In a country besieged by death and violence, Syrian social worker Anas al-Basha worked hard to bring laughter to children by donning a bright-orange wig and acting silly. Better known to his young fans as the "Clown of Aleppo," Al-Basha was killed in the Mashhad neighborhood Tuesday, the Associated Press reported.
And now even that point of cheer has been extinguished for the many families suffering amid Syria's civil war.
"He lived to make children laugh and happy in the darkest most dangerous place," Mahmoud al-Basha, who identified himself as Anas' brother, wrote on Facebook.
The death of the 24-year-old clown came as Syrian government forces continued their all-out assault to regain control of what was once the country's biggest city, which is now a massive pile of ruins where 250,000 people have been struggling to survive — 100,000 of them children.
Al-Basha was a director for a group called Space of Hope and could have fled Aleppo with his parents in July. Instead, he donned a wig, painted his face, and spread joy to Aleppo's youngest victims.

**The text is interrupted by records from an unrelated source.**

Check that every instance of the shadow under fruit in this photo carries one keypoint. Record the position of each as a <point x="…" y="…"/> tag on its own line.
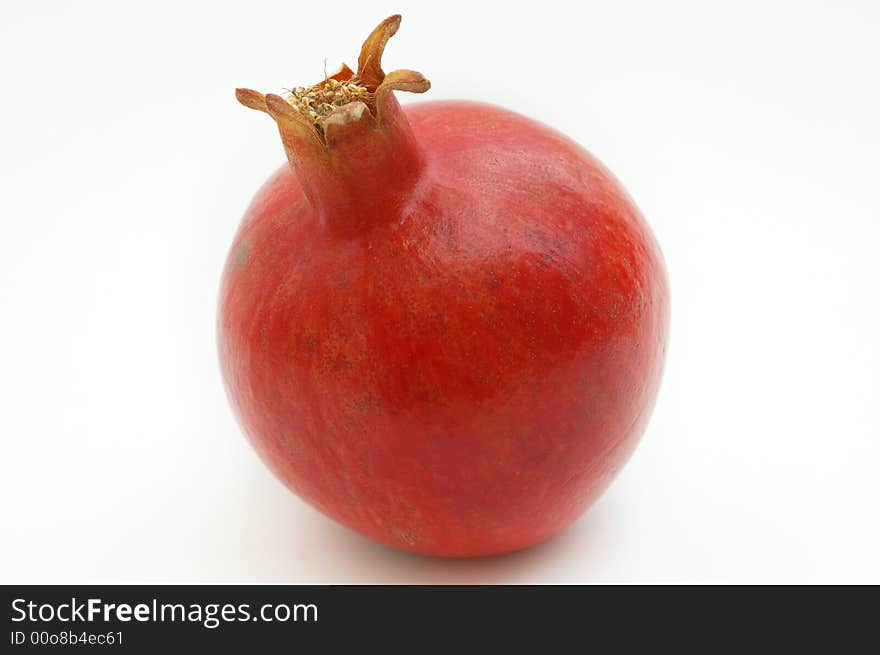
<point x="443" y="326"/>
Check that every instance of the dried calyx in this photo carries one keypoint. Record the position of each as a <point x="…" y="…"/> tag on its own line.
<point x="340" y="98"/>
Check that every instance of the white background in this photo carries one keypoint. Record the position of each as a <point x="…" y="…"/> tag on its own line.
<point x="747" y="132"/>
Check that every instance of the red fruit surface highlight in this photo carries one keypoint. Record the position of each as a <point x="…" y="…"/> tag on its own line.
<point x="443" y="326"/>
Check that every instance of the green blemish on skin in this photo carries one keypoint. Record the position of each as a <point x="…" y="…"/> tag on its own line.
<point x="242" y="252"/>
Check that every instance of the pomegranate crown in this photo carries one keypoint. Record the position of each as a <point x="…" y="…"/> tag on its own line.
<point x="341" y="99"/>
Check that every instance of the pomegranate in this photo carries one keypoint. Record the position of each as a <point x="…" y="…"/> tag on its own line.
<point x="442" y="326"/>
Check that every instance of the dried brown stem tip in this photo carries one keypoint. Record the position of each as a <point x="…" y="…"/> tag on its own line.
<point x="313" y="106"/>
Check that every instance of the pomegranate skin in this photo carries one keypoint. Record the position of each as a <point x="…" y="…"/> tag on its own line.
<point x="465" y="371"/>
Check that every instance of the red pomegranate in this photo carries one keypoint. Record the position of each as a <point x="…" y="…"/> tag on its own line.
<point x="442" y="326"/>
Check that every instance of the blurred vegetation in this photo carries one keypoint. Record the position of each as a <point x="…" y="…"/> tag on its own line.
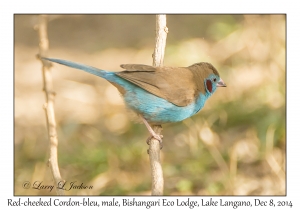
<point x="236" y="145"/>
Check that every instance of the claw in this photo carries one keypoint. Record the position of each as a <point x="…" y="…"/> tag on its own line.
<point x="157" y="137"/>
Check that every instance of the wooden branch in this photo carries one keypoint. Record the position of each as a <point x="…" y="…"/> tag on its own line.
<point x="154" y="147"/>
<point x="49" y="105"/>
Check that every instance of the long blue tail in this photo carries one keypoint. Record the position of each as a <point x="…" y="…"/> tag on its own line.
<point x="86" y="68"/>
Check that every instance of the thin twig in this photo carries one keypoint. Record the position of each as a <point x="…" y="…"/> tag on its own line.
<point x="49" y="105"/>
<point x="154" y="147"/>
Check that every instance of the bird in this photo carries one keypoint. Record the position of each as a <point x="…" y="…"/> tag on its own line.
<point x="162" y="94"/>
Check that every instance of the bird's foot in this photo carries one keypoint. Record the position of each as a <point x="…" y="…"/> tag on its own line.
<point x="157" y="137"/>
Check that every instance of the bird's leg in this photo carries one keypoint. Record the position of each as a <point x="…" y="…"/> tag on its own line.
<point x="153" y="134"/>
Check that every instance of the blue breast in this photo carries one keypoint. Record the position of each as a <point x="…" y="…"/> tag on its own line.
<point x="155" y="110"/>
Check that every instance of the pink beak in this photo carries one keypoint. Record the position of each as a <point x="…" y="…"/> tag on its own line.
<point x="221" y="83"/>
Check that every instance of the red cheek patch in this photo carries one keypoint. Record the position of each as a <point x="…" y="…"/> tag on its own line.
<point x="209" y="85"/>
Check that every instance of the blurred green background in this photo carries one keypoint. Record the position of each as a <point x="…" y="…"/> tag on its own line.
<point x="234" y="146"/>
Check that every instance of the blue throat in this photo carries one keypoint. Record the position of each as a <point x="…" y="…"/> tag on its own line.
<point x="154" y="109"/>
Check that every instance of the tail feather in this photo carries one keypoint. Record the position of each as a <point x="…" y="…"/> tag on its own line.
<point x="86" y="68"/>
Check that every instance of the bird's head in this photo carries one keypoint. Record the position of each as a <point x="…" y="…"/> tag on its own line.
<point x="207" y="73"/>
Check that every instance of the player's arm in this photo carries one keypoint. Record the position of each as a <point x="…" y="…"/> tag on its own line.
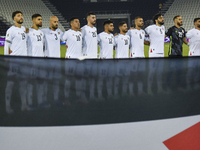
<point x="8" y="42"/>
<point x="146" y="42"/>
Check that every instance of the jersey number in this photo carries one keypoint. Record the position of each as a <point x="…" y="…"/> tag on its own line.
<point x="23" y="36"/>
<point x="56" y="37"/>
<point x="126" y="42"/>
<point x="39" y="38"/>
<point x="78" y="38"/>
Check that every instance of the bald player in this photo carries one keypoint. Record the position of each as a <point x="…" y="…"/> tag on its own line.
<point x="52" y="37"/>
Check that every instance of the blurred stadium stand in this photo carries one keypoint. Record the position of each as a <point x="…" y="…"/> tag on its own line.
<point x="28" y="8"/>
<point x="187" y="9"/>
<point x="79" y="8"/>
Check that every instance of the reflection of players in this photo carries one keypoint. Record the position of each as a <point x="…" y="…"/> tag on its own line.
<point x="137" y="36"/>
<point x="177" y="34"/>
<point x="157" y="36"/>
<point x="35" y="49"/>
<point x="106" y="41"/>
<point x="194" y="39"/>
<point x="73" y="39"/>
<point x="15" y="44"/>
<point x="122" y="42"/>
<point x="52" y="37"/>
<point x="89" y="35"/>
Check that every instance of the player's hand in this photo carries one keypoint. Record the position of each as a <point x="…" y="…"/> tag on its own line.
<point x="10" y="51"/>
<point x="116" y="34"/>
<point x="27" y="30"/>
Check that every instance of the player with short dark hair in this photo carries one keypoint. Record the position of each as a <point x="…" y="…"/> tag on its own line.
<point x="73" y="38"/>
<point x="106" y="40"/>
<point x="122" y="41"/>
<point x="194" y="39"/>
<point x="157" y="36"/>
<point x="89" y="35"/>
<point x="177" y="36"/>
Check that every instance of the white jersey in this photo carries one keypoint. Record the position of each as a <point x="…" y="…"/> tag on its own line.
<point x="157" y="37"/>
<point x="89" y="36"/>
<point x="35" y="43"/>
<point x="106" y="42"/>
<point x="137" y="43"/>
<point x="52" y="42"/>
<point x="194" y="42"/>
<point x="122" y="43"/>
<point x="16" y="41"/>
<point x="74" y="42"/>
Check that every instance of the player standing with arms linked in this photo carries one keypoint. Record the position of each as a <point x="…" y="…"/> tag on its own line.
<point x="89" y="35"/>
<point x="35" y="41"/>
<point x="194" y="39"/>
<point x="156" y="33"/>
<point x="106" y="40"/>
<point x="177" y="36"/>
<point x="52" y="37"/>
<point x="73" y="39"/>
<point x="15" y="44"/>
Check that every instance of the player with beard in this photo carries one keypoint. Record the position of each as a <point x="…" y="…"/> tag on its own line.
<point x="35" y="49"/>
<point x="177" y="35"/>
<point x="156" y="33"/>
<point x="106" y="40"/>
<point x="52" y="37"/>
<point x="122" y="42"/>
<point x="137" y="36"/>
<point x="194" y="39"/>
<point x="15" y="44"/>
<point x="89" y="35"/>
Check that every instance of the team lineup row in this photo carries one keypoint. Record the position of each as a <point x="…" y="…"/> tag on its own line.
<point x="84" y="42"/>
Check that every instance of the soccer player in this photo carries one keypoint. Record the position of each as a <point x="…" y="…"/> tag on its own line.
<point x="177" y="34"/>
<point x="35" y="49"/>
<point x="137" y="36"/>
<point x="89" y="35"/>
<point x="35" y="37"/>
<point x="156" y="49"/>
<point x="15" y="44"/>
<point x="106" y="40"/>
<point x="194" y="39"/>
<point x="73" y="39"/>
<point x="122" y="42"/>
<point x="156" y="33"/>
<point x="53" y="36"/>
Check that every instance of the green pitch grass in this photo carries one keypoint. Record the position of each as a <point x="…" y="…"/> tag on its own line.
<point x="146" y="50"/>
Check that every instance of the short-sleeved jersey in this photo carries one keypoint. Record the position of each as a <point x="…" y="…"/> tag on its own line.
<point x="176" y="35"/>
<point x="106" y="42"/>
<point x="157" y="37"/>
<point x="122" y="43"/>
<point x="35" y="43"/>
<point x="17" y="38"/>
<point x="136" y="42"/>
<point x="194" y="42"/>
<point x="52" y="42"/>
<point x="89" y="36"/>
<point x="74" y="42"/>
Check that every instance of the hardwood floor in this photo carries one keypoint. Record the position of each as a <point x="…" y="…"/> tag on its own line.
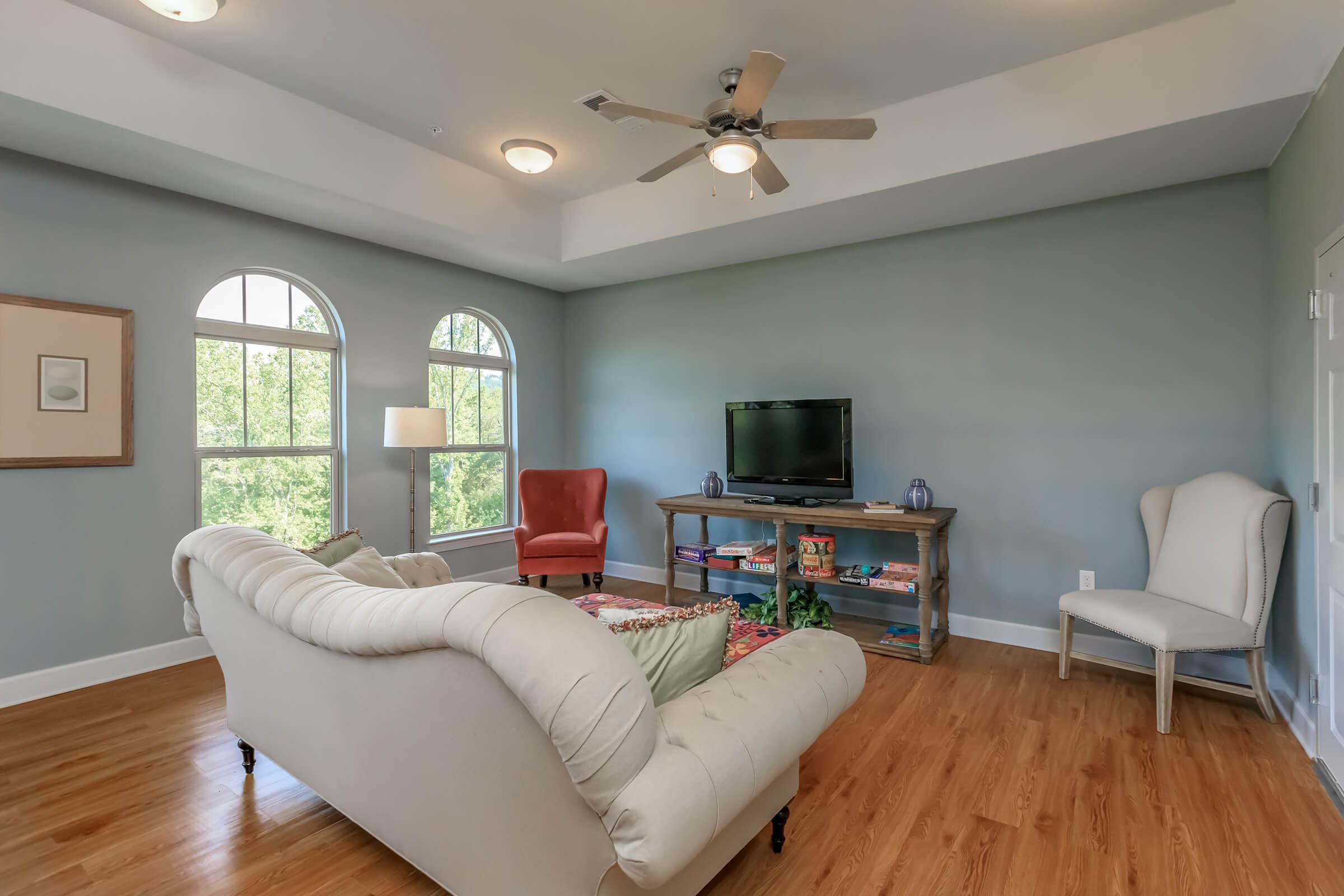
<point x="979" y="774"/>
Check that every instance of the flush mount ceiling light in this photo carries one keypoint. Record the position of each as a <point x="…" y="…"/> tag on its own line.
<point x="733" y="152"/>
<point x="529" y="156"/>
<point x="185" y="10"/>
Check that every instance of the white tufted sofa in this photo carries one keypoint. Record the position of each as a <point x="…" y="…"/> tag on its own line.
<point x="496" y="736"/>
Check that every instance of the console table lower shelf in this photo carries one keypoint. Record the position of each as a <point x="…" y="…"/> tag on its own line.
<point x="866" y="631"/>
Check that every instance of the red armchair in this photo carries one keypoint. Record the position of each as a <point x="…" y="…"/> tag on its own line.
<point x="562" y="530"/>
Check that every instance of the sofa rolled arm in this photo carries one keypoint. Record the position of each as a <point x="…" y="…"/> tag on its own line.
<point x="581" y="685"/>
<point x="725" y="742"/>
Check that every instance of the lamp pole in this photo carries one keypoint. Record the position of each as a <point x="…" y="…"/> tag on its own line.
<point x="413" y="500"/>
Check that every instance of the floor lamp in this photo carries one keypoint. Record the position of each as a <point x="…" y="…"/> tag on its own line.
<point x="414" y="428"/>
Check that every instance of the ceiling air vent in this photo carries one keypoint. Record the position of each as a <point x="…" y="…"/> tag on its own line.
<point x="597" y="99"/>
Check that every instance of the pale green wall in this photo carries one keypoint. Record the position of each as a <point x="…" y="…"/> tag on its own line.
<point x="1040" y="371"/>
<point x="1305" y="206"/>
<point x="85" y="553"/>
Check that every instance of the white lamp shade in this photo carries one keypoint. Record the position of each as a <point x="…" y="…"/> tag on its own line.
<point x="414" y="428"/>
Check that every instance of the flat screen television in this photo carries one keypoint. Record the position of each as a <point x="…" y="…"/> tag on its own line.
<point x="791" y="450"/>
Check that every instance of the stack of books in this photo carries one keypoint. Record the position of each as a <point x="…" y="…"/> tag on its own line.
<point x="765" y="559"/>
<point x="697" y="553"/>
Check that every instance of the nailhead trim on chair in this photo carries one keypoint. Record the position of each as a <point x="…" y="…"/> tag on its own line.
<point x="1264" y="570"/>
<point x="1155" y="647"/>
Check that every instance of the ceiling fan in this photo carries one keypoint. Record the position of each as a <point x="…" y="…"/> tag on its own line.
<point x="736" y="123"/>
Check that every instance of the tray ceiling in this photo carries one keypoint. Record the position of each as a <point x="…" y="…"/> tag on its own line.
<point x="319" y="112"/>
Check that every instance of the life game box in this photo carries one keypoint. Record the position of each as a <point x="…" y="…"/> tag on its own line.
<point x="890" y="581"/>
<point x="697" y="553"/>
<point x="764" y="562"/>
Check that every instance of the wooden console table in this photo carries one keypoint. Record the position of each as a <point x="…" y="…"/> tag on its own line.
<point x="847" y="515"/>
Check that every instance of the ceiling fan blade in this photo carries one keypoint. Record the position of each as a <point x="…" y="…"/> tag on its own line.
<point x="671" y="164"/>
<point x="822" y="129"/>
<point x="757" y="78"/>
<point x="768" y="175"/>
<point x="615" y="110"/>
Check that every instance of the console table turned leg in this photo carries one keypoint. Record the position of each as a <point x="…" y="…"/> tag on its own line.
<point x="781" y="574"/>
<point x="704" y="539"/>
<point x="925" y="601"/>
<point x="944" y="589"/>
<point x="669" y="558"/>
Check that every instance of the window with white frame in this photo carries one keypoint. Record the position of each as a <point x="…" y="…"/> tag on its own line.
<point x="471" y="480"/>
<point x="268" y="428"/>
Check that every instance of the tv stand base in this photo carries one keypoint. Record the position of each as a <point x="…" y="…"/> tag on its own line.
<point x="785" y="501"/>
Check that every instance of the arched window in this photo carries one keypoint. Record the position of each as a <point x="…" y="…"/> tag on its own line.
<point x="268" y="428"/>
<point x="471" y="480"/>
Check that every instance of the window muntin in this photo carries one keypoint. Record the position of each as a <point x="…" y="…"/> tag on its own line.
<point x="268" y="409"/>
<point x="471" y="480"/>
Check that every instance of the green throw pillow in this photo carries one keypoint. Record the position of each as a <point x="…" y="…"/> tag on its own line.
<point x="680" y="647"/>
<point x="337" y="548"/>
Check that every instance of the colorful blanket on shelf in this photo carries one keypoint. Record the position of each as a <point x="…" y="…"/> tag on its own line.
<point x="744" y="638"/>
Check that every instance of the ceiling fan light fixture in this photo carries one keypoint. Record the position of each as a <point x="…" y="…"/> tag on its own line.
<point x="185" y="10"/>
<point x="733" y="153"/>
<point x="529" y="156"/>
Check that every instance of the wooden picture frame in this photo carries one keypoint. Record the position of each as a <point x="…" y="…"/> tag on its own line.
<point x="115" y="348"/>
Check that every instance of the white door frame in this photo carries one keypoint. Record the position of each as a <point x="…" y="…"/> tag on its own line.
<point x="1322" y="523"/>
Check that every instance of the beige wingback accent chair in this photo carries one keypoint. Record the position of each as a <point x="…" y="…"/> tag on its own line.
<point x="1214" y="547"/>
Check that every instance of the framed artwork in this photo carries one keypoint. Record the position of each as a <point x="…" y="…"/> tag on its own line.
<point x="62" y="383"/>
<point x="66" y="383"/>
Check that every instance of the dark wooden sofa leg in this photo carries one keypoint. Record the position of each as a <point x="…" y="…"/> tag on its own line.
<point x="777" y="834"/>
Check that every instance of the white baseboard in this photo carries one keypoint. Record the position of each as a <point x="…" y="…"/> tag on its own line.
<point x="45" y="683"/>
<point x="1211" y="665"/>
<point x="505" y="575"/>
<point x="1299" y="716"/>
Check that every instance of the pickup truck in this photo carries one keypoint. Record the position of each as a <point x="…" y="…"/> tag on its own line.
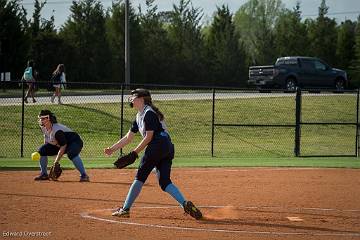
<point x="292" y="72"/>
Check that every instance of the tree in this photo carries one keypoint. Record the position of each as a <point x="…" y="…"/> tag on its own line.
<point x="115" y="31"/>
<point x="156" y="46"/>
<point x="323" y="36"/>
<point x="290" y="33"/>
<point x="226" y="60"/>
<point x="345" y="44"/>
<point x="254" y="22"/>
<point x="355" y="69"/>
<point x="84" y="32"/>
<point x="184" y="31"/>
<point x="14" y="41"/>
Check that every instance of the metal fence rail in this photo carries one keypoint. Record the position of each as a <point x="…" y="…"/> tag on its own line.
<point x="203" y="121"/>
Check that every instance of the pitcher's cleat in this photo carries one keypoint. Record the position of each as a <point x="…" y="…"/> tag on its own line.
<point x="84" y="178"/>
<point x="120" y="212"/>
<point x="193" y="211"/>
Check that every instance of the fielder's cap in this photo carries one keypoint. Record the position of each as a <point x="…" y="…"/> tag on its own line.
<point x="140" y="92"/>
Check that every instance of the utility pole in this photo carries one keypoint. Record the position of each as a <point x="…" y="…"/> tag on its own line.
<point x="127" y="44"/>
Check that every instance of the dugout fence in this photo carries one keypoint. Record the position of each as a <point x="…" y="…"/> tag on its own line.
<point x="203" y="120"/>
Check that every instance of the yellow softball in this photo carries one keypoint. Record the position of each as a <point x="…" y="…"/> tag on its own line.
<point x="35" y="156"/>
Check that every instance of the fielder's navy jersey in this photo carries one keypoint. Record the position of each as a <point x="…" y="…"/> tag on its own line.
<point x="59" y="135"/>
<point x="147" y="120"/>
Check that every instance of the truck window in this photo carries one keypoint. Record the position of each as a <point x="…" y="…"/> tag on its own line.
<point x="307" y="65"/>
<point x="320" y="66"/>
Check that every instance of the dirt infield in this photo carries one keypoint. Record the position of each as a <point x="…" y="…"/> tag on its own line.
<point x="238" y="203"/>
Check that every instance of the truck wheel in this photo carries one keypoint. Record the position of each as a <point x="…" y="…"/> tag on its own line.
<point x="339" y="84"/>
<point x="290" y="85"/>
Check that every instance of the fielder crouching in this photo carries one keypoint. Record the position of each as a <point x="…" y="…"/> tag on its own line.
<point x="59" y="140"/>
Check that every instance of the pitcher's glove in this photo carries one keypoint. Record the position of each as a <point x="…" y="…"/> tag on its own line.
<point x="126" y="160"/>
<point x="55" y="171"/>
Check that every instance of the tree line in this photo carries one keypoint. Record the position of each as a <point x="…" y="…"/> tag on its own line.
<point x="175" y="46"/>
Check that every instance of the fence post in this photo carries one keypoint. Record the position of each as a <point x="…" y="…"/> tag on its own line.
<point x="212" y="124"/>
<point x="357" y="126"/>
<point x="22" y="120"/>
<point x="122" y="114"/>
<point x="298" y="122"/>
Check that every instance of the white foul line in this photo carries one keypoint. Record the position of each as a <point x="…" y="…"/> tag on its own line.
<point x="87" y="215"/>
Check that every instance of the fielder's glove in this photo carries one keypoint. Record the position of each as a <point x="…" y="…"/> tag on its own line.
<point x="55" y="171"/>
<point x="126" y="160"/>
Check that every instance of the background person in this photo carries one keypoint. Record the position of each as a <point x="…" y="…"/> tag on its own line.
<point x="58" y="140"/>
<point x="58" y="78"/>
<point x="159" y="153"/>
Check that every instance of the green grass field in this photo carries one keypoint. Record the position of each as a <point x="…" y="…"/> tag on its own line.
<point x="189" y="122"/>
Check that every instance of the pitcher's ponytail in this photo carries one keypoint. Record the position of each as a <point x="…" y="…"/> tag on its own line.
<point x="148" y="101"/>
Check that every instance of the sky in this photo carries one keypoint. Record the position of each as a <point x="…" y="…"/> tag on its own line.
<point x="339" y="9"/>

"Anas who refused to leave Aleppo and decided to stay there to continue his work as a volunteer, to help the civilians and give gifts for the children in the streets to bring hope for them," his brother wrote. "All what Anas wanted is to bring happiness to the children of Aleppo."
Al-Basha's supervisor, Samar Hijazi, told the AP he had a way of reaching children.
"He would act out skits for the children to break the walls between them," she said.
Al-Basha was also a comfort to the grown-ups, she said.
"All of us in this field are exhausted, and we have to find strength to provide psychological support and continue with our work," said Hijazi.